McLuhan foresaw this “shift from instruction to discovery”; when the environment is made of information, learning can be entirely self-directed. He suggested this was a great opportunity, as the diversity of information people could consume would open their minds and broaden their views.

In practice, this logic hasn’t rung true. The more information we have at our fingertips, the more it can feel like an overwhelming, endless swarm. Research conducted by Newsworks with Flamingo and Tapestry – ‘Is the medium still the massage?’ which assesses the relevance of one of McLuhan’s most famous texts to today’s media landscape – found that the more people feel like this, the more they choose sources of information that align with their existing worldview and reinforce existing beliefs, rather than challenging or broadening their horizons.
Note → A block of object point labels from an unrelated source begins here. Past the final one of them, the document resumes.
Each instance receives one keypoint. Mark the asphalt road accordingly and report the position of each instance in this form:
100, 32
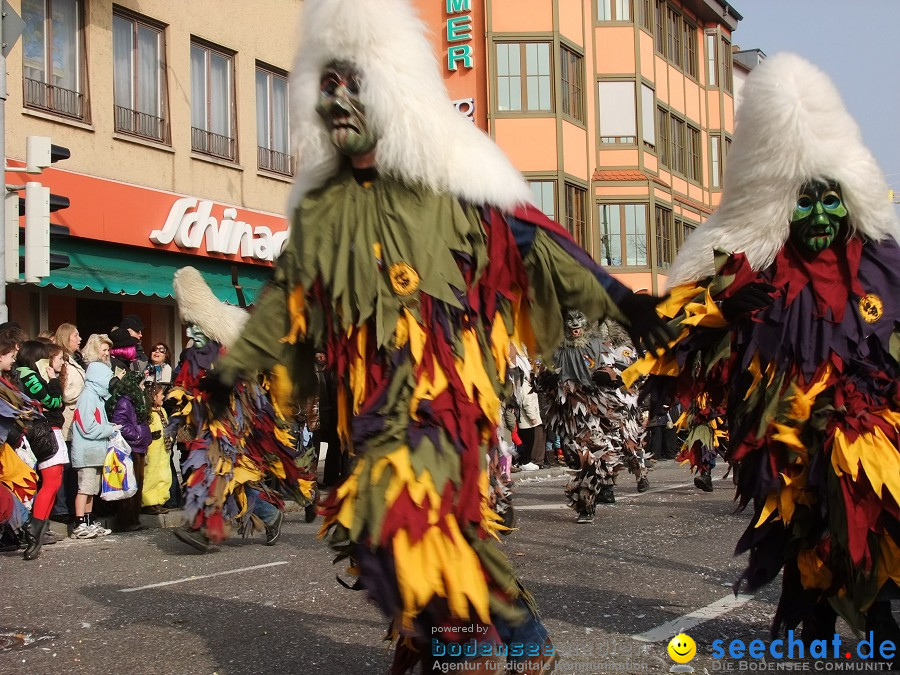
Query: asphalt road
144, 603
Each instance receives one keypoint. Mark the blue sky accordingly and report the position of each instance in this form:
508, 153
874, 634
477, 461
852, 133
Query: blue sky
856, 43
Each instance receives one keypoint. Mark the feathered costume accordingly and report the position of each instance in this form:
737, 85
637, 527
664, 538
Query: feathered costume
810, 383
597, 418
415, 276
247, 456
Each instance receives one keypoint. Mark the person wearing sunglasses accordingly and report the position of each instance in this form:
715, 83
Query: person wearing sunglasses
158, 369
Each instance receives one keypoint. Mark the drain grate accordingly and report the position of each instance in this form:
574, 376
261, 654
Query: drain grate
17, 641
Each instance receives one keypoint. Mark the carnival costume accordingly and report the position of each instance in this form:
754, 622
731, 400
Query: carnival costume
787, 305
597, 418
415, 259
249, 452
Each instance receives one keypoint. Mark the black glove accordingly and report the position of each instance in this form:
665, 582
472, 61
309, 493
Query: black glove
747, 300
218, 392
646, 328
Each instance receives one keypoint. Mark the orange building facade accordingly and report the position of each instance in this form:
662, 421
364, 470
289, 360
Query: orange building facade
618, 112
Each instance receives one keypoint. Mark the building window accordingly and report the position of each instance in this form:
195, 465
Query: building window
623, 235
662, 131
530, 85
712, 71
618, 121
139, 78
613, 10
690, 48
694, 165
213, 129
673, 36
715, 161
664, 252
572, 70
647, 14
53, 56
727, 65
272, 130
544, 192
576, 207
682, 232
678, 150
659, 38
648, 106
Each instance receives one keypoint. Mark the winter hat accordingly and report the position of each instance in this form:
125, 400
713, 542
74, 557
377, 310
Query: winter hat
422, 138
122, 338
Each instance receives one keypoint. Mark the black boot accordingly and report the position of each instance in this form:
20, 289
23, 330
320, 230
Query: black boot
34, 536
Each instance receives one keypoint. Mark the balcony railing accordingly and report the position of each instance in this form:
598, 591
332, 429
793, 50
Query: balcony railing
141, 124
55, 99
272, 160
212, 144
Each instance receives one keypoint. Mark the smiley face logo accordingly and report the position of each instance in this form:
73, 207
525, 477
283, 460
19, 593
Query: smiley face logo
682, 648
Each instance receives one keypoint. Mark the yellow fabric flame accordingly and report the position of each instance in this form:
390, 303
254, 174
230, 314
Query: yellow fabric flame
297, 309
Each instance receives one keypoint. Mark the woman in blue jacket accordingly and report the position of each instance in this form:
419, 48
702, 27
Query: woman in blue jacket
128, 408
91, 431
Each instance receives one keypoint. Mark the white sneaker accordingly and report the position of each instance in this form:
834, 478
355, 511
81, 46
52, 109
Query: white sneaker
83, 531
99, 530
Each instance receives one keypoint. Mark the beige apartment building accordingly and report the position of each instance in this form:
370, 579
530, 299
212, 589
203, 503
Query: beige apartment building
175, 114
618, 112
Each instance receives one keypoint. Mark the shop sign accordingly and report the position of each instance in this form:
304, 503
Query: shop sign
191, 225
459, 29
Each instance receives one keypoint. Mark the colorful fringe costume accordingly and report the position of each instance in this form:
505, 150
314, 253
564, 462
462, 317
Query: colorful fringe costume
248, 454
597, 418
810, 383
18, 481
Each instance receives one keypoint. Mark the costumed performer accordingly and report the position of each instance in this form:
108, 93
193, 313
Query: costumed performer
787, 303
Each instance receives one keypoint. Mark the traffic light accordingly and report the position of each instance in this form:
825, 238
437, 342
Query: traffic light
37, 205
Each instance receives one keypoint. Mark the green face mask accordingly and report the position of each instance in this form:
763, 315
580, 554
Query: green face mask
818, 215
198, 336
342, 110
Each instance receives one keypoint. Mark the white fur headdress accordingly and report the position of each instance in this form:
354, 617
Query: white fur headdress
791, 127
199, 306
422, 138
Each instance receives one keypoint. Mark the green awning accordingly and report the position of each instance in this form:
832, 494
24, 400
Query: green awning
129, 270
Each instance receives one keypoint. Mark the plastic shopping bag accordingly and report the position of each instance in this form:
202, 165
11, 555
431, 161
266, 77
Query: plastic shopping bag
118, 480
25, 454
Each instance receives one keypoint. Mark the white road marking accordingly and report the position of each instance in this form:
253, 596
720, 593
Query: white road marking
670, 629
201, 576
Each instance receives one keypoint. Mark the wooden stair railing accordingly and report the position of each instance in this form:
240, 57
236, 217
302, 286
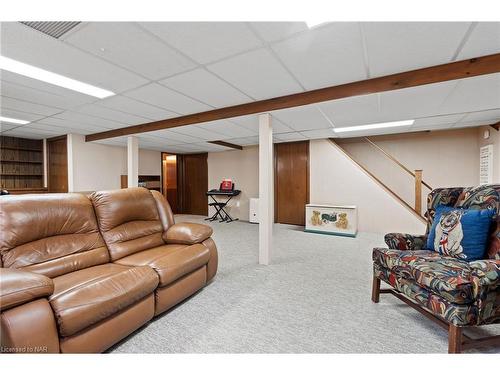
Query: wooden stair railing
417, 175
418, 213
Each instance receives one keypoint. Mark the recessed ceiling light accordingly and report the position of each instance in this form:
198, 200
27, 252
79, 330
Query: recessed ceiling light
311, 24
379, 125
13, 120
27, 70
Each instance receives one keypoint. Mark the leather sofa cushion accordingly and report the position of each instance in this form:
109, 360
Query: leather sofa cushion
170, 261
128, 220
187, 233
85, 297
164, 210
51, 234
447, 277
18, 287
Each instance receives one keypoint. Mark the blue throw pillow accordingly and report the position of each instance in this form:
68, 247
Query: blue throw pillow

In a media landscape of ‘discovery’, you direct your own route through information where previously editors and broadcasters navigated your way. You can simply cut whatever’s not to your taste.

The fact that algorithms are programmed to serve users content similar to that they’ve already read, to ensure repeat engagements, exacerbates this cycle. Online sources have hereby learnt to deprioritise accuracy and reliability in favour of ‘clickability’ and in the case of social media, ‘shareability’ – far more profitable measures.

This is reminiscent of McLuhan’s The Medium is the Massage, where he proposes that each medium crafts (or ‘massages’) the information it delivers. Rather than delivering a message objectively, the medium impacts the information it carries. Today’s digital media ‘massages’ news online into a different form.

While this has the benefit of allowing us to consume news instantaneously, when and how we want it, there are also drawbacks. For instance, not getting the sense of a full or rounded breadth of stories – as one of the respondents Flamingo and Tapestry spoke to said: “You can’t read the internet cover to cover”.

In this context, Newsworks’ research found that the importance of brand is dominant in the digital landscape. The source of news takes on a new resonance when anything is accessible. There has also been a shift in how we experience stories. While McLuhan categorised newspapers as a ‘cold media’ in the 1960s – meaning that they were largely a thinking medium – the rise of online video and other forms of storytelling mean that there has been a shift to ‘feeling’ a story and being shown a narrative, rather than told.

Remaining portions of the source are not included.